La Somalia, un paese che ha con l’Italia legami antichi e privilegiati, si trova di fronte a due disastri: lo tsunami, che ha fatto centodieci morti ma danni assai più gravi alle infrastrutture portuali e costiere, e un rapporto americano che, denunciando come basi di Al Qaida siano ancora presenti nel paese, minaccia di tagliare gli aiuti internazionali.
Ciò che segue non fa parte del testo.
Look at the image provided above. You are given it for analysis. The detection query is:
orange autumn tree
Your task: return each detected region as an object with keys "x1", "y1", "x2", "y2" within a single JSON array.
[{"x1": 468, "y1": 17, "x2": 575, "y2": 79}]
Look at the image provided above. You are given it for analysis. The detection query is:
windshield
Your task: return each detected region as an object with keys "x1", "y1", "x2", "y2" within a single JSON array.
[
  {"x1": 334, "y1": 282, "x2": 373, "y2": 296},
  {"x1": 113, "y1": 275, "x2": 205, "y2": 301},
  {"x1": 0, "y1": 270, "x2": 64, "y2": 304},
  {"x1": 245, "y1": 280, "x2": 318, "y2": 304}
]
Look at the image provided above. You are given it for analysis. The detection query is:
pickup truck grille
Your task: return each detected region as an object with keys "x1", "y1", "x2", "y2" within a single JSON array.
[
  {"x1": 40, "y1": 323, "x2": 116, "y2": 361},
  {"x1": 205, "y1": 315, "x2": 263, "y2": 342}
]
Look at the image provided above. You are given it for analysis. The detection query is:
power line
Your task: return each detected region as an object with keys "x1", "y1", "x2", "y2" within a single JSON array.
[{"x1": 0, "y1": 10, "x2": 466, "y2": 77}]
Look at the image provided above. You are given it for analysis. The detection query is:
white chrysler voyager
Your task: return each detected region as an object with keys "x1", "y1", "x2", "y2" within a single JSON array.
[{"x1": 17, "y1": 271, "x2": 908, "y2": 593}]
Il parlamento nato dal trattato di pace fra le varie fazioni firmato a Nairobi nell’agosto 2004 con il decisivo appoggio della diplomazia italiana, aveva eletto presidente della Somalia in ottobre Abdullah Yusuf: un’elezione inattesa, che mirava anche a favorire la restaurazione dell’integrità territoriale somala su almeno uno dei due staterelli del Nord del paese che si sono da tempo dichiarati indipendenti ma che nessuno Stato riconosce, il Puntland e il Somaliland. Entrambi hanno conosciuto negli ultimi anni una stabilità ignota al resto della Somalia: il Somaliland con un governo almeno in parte democratico, il Puntland sotto la ferrea guida del generale Yusuf, che ha reso anche qualche servigio agli americani nella caccia alle basi somale di Al Qaida.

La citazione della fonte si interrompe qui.